L’approche est appréciée au point tel que le département des sciences de l’éducation et le PolyFab (le fab lab de l’École polytechnique) développe présentement un projet dans lequel les futurs enseignants intégreront l’exploitation des ressources d’un fab lab à leur formation.
La pédagogie maker
Le modèle développé au PolyFab trouve un écho au Milieux Institute for Arts, Culture and Technology de l’Université Concordia. Ann-Louise Davidson, du Milieux Institute, a participé au laboratoire que j’animais pour la Vitrine technologie-éducation. Elle soulignait, dans sa présentation, l’importance de se questionner sur le sens du concept de pédagogie maker, pour lequel aucune traduction ne semble rendre justice. La pédagogie maker, à l’ère de la 4e révolution industrielle, doit relever le défi d’offrir aux étudiants une formation qui les outillera pour faire face aux enjeux à venir.

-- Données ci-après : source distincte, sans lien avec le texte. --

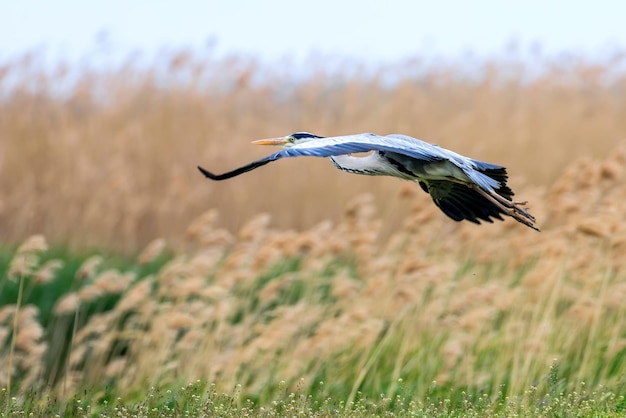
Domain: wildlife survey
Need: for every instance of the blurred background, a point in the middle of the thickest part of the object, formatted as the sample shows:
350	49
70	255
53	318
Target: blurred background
106	109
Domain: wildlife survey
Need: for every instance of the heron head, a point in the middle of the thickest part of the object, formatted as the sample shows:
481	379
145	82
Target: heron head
289	140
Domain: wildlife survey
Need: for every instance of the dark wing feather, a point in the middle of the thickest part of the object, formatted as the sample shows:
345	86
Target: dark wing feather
460	202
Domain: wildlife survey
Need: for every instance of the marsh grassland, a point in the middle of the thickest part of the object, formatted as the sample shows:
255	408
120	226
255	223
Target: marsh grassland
129	285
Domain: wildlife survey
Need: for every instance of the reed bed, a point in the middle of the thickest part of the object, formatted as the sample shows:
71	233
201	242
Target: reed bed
107	158
492	310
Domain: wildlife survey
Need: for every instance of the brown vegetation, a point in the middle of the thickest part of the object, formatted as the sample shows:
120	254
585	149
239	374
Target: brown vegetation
107	158
458	304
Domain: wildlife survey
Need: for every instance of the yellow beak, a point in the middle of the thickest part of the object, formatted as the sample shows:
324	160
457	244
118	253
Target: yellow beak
271	141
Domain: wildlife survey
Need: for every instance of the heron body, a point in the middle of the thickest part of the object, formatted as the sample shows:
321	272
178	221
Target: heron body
463	188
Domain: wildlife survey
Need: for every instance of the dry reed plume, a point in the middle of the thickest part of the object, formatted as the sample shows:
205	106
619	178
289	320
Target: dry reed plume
107	158
455	304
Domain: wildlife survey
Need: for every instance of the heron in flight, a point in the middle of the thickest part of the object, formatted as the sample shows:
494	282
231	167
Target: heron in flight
463	188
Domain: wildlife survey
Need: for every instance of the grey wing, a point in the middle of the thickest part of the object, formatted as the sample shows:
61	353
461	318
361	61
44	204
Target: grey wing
340	145
401	144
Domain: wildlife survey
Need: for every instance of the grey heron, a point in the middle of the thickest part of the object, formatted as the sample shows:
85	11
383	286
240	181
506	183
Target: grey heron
463	188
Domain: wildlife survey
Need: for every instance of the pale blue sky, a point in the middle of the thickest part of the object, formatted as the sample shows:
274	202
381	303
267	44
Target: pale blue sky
378	31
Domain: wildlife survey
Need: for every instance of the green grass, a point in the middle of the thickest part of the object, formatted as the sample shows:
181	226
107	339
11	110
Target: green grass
392	376
202	399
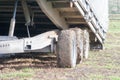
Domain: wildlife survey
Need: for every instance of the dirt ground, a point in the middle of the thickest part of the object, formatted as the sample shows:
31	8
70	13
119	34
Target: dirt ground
101	65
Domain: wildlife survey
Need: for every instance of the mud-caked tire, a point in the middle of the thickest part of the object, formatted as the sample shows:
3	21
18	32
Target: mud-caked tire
66	49
86	44
79	44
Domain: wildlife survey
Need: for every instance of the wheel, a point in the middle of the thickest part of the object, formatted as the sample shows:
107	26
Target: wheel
86	43
79	45
66	49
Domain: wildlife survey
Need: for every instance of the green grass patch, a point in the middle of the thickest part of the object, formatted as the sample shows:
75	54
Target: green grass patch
114	27
24	73
114	78
96	77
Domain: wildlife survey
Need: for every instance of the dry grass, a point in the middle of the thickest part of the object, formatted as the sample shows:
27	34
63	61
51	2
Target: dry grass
101	65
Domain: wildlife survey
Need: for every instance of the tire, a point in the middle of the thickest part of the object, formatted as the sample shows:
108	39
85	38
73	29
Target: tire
79	45
86	43
66	49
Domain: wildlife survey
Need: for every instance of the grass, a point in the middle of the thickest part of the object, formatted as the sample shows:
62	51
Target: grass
24	73
101	65
114	26
114	78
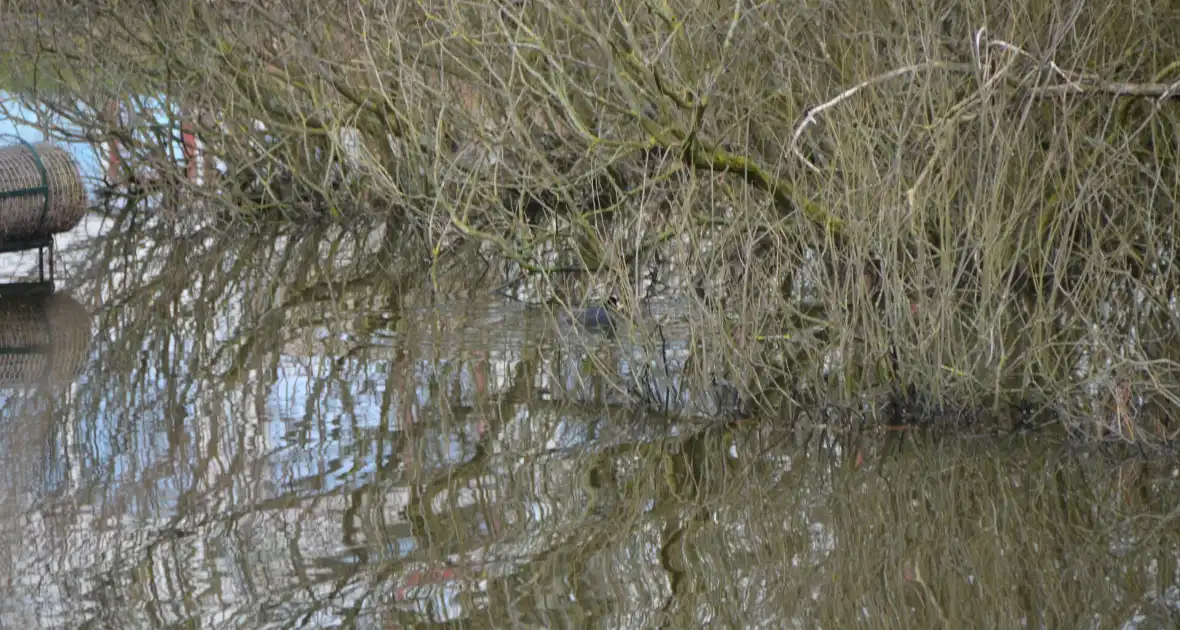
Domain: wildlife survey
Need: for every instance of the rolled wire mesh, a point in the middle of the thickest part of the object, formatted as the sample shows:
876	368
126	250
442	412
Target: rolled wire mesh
30	215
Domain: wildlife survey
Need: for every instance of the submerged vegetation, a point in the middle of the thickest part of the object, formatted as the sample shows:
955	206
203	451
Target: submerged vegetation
895	209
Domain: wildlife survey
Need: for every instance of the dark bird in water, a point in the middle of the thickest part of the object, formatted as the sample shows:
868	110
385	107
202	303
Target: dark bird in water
601	317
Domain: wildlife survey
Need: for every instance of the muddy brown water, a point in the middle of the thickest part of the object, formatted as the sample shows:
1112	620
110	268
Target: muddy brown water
238	439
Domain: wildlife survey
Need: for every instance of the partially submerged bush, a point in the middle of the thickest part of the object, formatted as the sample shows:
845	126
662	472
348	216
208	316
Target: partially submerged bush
977	201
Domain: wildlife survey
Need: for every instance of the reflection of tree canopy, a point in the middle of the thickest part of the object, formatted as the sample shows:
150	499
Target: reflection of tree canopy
974	250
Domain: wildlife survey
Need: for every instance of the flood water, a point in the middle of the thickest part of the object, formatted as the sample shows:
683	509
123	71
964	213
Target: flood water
309	428
216	431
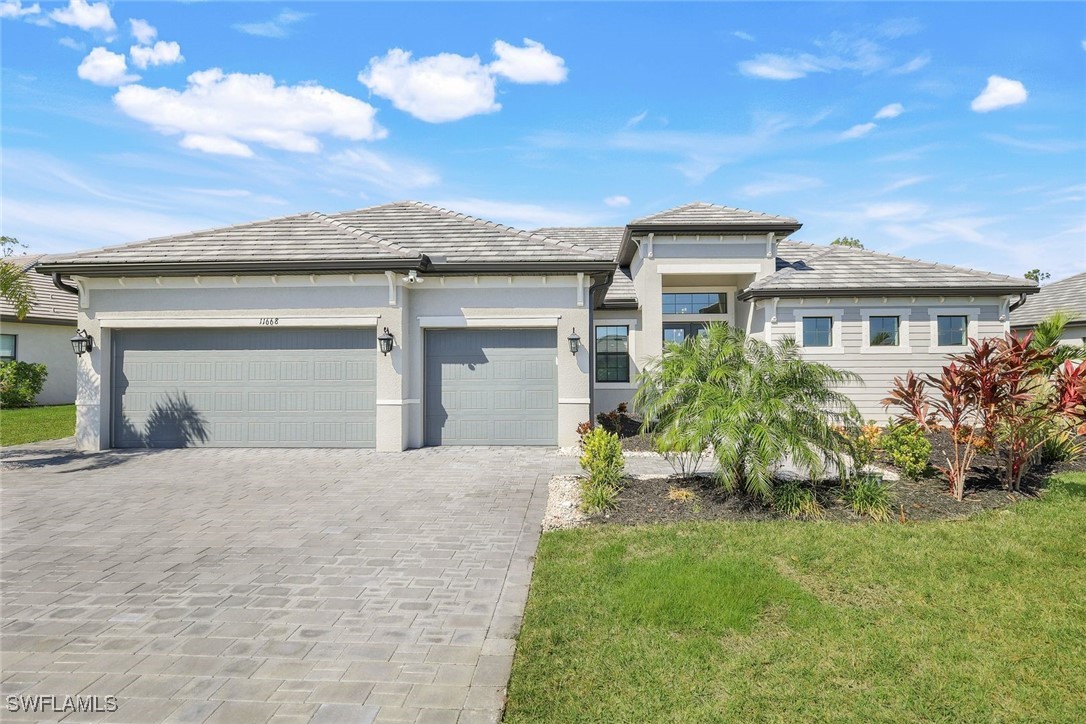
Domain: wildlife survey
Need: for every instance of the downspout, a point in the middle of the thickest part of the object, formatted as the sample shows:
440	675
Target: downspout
64	287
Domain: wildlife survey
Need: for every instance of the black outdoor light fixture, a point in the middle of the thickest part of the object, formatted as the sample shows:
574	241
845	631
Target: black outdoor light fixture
81	342
575	341
386	339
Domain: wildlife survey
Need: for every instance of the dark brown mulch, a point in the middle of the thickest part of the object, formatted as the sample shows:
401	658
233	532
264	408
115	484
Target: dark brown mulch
646	500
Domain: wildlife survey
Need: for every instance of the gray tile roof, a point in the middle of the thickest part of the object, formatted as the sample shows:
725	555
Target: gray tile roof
815	268
447	237
607	240
702	214
1064	295
50	304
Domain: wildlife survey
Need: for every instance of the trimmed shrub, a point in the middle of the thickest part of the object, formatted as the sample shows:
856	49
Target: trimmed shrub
796	499
908	448
868	495
21	382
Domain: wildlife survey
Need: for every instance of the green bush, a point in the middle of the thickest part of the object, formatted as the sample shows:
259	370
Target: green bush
21	382
796	499
868	495
602	459
908	448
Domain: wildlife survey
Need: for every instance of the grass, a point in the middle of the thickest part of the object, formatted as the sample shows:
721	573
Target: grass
30	424
974	620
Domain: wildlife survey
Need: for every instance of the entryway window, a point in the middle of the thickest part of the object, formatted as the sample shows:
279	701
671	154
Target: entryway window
613	354
7	347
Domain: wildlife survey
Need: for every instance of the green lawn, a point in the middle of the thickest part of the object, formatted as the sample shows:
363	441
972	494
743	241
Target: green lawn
29	424
975	620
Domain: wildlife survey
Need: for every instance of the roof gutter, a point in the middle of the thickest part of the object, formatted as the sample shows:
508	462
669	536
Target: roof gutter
882	291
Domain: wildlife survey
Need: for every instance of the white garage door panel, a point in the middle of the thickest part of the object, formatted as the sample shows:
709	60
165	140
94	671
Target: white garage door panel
252	388
491	386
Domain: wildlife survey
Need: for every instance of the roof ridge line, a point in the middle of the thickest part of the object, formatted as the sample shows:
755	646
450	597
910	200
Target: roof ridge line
494	225
368	236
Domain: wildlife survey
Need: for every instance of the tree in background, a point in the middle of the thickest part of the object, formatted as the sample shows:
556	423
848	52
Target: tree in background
847	241
14	287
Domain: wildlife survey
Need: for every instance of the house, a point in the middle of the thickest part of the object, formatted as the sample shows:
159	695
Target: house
43	334
1066	295
406	325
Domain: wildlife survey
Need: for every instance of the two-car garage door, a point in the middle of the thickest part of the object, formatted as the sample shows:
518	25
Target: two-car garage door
244	388
316	388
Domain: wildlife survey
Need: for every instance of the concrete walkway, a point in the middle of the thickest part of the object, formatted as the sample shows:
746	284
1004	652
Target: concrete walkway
230	585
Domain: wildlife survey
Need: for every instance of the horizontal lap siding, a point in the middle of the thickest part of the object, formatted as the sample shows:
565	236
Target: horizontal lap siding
879	369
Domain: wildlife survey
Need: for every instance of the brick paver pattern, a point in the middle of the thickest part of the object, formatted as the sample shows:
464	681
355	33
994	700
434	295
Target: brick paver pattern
283	585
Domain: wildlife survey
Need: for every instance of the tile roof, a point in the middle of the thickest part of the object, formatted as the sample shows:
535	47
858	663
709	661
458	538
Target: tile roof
50	304
607	240
447	237
1064	295
815	268
701	213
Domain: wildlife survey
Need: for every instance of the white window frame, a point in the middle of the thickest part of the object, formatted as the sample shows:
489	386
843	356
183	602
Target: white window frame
835	329
631	326
903	346
972	326
728	317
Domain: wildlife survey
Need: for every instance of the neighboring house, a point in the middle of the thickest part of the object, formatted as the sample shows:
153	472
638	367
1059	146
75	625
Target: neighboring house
43	334
1065	295
268	333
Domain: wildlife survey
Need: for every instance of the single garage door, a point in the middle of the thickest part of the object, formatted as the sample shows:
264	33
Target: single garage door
244	388
491	386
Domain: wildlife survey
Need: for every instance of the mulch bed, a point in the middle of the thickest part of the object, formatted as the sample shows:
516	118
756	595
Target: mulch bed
646	499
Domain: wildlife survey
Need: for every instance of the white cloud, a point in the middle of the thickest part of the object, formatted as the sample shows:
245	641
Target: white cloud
858	130
773	183
277	27
15	9
85	15
912	65
532	63
223	113
999	93
143	32
104	67
161	53
436	89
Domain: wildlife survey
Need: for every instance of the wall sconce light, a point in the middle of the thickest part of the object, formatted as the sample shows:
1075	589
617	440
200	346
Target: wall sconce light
386	339
575	341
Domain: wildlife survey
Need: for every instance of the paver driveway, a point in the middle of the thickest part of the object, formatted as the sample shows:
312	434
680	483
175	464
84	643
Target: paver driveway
226	585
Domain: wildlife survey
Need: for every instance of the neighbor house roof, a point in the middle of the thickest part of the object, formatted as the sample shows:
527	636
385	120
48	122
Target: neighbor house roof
50	304
607	240
1065	295
806	269
399	236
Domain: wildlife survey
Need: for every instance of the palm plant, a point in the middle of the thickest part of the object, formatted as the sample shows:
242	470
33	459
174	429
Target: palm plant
755	404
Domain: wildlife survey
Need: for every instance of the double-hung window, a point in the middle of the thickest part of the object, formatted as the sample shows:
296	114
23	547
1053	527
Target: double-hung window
613	354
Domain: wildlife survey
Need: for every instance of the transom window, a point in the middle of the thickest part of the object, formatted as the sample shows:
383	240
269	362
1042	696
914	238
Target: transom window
7	347
695	303
613	354
883	331
952	330
677	331
818	331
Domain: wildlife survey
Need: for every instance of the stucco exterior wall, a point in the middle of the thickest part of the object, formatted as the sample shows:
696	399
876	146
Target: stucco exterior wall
366	301
50	345
879	366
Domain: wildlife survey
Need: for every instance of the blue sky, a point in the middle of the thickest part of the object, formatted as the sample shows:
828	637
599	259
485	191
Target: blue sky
954	132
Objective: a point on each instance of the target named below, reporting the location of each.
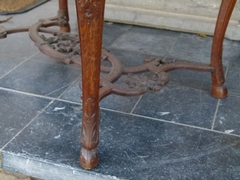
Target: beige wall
(197, 16)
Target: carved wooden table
(65, 47)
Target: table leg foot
(88, 158)
(63, 14)
(219, 91)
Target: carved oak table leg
(90, 22)
(218, 88)
(63, 12)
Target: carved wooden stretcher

Ann-Louise Davidson a invité les participants du laboratoire d’ailleurs à réfléchir sur la pédagogie maker à partir d’un modèle qu’elle a proposé. Ce modèle, fondé sur l’approche de l’intuition socratique, oriente le travail d’apprentissage par une série de réflexions liées à la démarche de la résolution de problème.
SMEAC : pour s’assurer de posséder toutes les informations
Les différentes approches proposées durant la 3e étape du laboratoire m’ont confirmé que mes expériences au BI étaient valides et s’inscrivaient dans le cadre d’une pédagogie maker. À mon avis, il s’agit d’un modèle solide, que je vous présente en toute confiance.
Ce modèle, que j’exploite encore aujourd’hui pour développer un projet, provient de l’époque où j’ai participé à un camp d’été en leadership avec les cadets de l’air. SMEAC est l’acronyme que nous utilisions pour s’assurer de détenir toutes les informations nécessaires à l’accomplissement d’une « mission »… (C’était les cadets après tout !) C’est à travers ces 5 petites lettres qu’on s’assure de trouver toutes les informations nécessaires à la réalisation d’un processus de création.
Situation
Présentation du contexte dans lequel la situation se déroule.
À la fin de cette présentation :
- On relève la problématique.
- On identifie le besoin à combler.
- On pose une question.
Mission
Après une recherche documentaire préliminaire, l’étudiant énonce une première version du but de sa mission. Au gré des découvertes de nouvelles connaissances et des changements des circonstances, le but sera précisé.
Exécution
L’étudiant :
- identifie les objectifs à réaliser pour atteindre le but
- élabore la liste des tâches à accomplir
- effectue des recherches
- recherche documentaire (contexte et produits existants)
- recherche créative (développement de concepts originaux)
- planifie des échéanciers (qui, quoi, quand)
- planifie la fabrication
Administration et logistique
L’étudiant identifie les dates importantes et les ressources nécessaires.
Communication
L’étudiant présente la solution qu’il a trouvée, le produit qu’il a créé.
Et vous? Quelle méthode proposez-vous à vos étudiants quand ils doivent réaliser des projets de conception et de fabrication?